このような状況を変えるためには、もっとライフセービングの認知度を高める必要があります。私が目指すのは、ライフセービングスポーツを通して、ライフセービングに興味を持つ人を一人でも増やすこと。オーストラリアのように、他の競技のアスリートが資格も持っていたっていいですよね。アスリートの力を使って、もっとライフセービングを広めたいので、色んなアスリートに声をかけるようにしています。先日はプロスケートボードの選手に、自分のボードに乗ってみないかと誘ったり。そういうところからライフセービングの裾野を広げ、ライフセーバーをやる人が増えたら、もっと安全に楽しく水辺で遊んでもらえるようになるはずです。「ライフセービングをライフスタイルに」をモットーに、もっとライフセービングを身近な存在にしていきたいと思っています。

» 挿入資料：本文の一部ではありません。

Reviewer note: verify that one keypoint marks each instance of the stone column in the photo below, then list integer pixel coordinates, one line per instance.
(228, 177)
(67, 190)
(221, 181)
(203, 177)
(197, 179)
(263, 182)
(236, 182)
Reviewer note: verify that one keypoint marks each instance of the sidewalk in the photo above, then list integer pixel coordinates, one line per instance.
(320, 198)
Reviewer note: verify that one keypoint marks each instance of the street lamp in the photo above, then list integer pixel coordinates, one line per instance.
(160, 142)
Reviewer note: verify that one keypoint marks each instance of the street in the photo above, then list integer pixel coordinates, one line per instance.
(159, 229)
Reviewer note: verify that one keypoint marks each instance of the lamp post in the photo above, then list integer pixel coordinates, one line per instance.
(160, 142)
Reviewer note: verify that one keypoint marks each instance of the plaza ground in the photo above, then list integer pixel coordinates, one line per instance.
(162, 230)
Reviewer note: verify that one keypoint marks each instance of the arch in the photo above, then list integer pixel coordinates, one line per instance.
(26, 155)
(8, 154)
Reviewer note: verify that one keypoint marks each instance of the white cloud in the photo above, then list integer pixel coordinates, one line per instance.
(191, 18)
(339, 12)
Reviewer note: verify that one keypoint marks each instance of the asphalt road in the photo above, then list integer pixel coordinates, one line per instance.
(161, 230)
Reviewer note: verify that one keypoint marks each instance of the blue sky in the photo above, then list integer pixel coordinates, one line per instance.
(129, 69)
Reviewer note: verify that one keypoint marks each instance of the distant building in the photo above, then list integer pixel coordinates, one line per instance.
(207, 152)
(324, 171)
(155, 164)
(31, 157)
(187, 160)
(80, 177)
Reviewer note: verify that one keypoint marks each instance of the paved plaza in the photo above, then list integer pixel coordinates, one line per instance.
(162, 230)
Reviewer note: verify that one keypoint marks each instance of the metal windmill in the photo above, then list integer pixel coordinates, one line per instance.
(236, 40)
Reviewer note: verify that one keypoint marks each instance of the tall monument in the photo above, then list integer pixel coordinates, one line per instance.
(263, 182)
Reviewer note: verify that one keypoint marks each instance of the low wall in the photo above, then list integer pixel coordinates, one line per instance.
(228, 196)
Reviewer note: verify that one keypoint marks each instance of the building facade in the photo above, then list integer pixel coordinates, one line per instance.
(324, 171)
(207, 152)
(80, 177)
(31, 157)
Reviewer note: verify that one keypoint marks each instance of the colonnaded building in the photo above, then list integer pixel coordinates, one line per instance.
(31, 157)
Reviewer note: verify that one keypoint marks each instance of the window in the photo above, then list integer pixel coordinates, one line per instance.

インタビューを通して、ライフセービングが単なるスポーツである以上に、人命救助のスキルを向上させるための重要な活動であることがわかりました。また、池端選手のように、アスリートとしてのキャリアを積みながらセカンドキャリアについても真摯に考え、両立を目指す姿勢は、他のアスリートにとってもロールモデルとなるでしょう。池端選手のようなアスリートが増えることで、アスリートが競技生活と併行して会社員としても仕事をするなど、競技以外のキャリアも形成していく「デュアルキャリア」がより一般的になることや、「デュアルキャリア」を積極的に認める企業が増えていくことも期待しています。池端選手の活動を通して、日本におけるライフセービングの認知度が向上し、重要性が広く理解されることで、より多くの人々が水辺での安全に関心を持つようになることを願っています。
<プロフィール>
池端 拓海(いけはた たくみ)
幼少期から取り組んできた競泳経験を活かし、2015年大学入学とともにライフセービング活動と出会う。国内大会では学生選手権3連覇、2017年全日本選手権で優勝を果たし、日本代表に初選出。国際大会でも数々の大会で入賞を果たし、2018年には日本代表として出場した世界選手権で優勝し、世界チャンピオンに輝いた。
夏の海水浴シーズンは、本須賀海水浴場を中心に千葉県九十九里浜のビーチに立ち、パトロール活動を行い、水辺の事故減少に向けたライフセービング活動を行っている。
現在は、単身でライフセービング活動本場のオーストラリアに渡り1年間武者修行を行った後、トップライフセーバーとして日の丸を背負い海外選手と戦う一方で、一般企業に就職し会社員として働きながら、二足の草鞋を履いたトップアスリートとして活動している。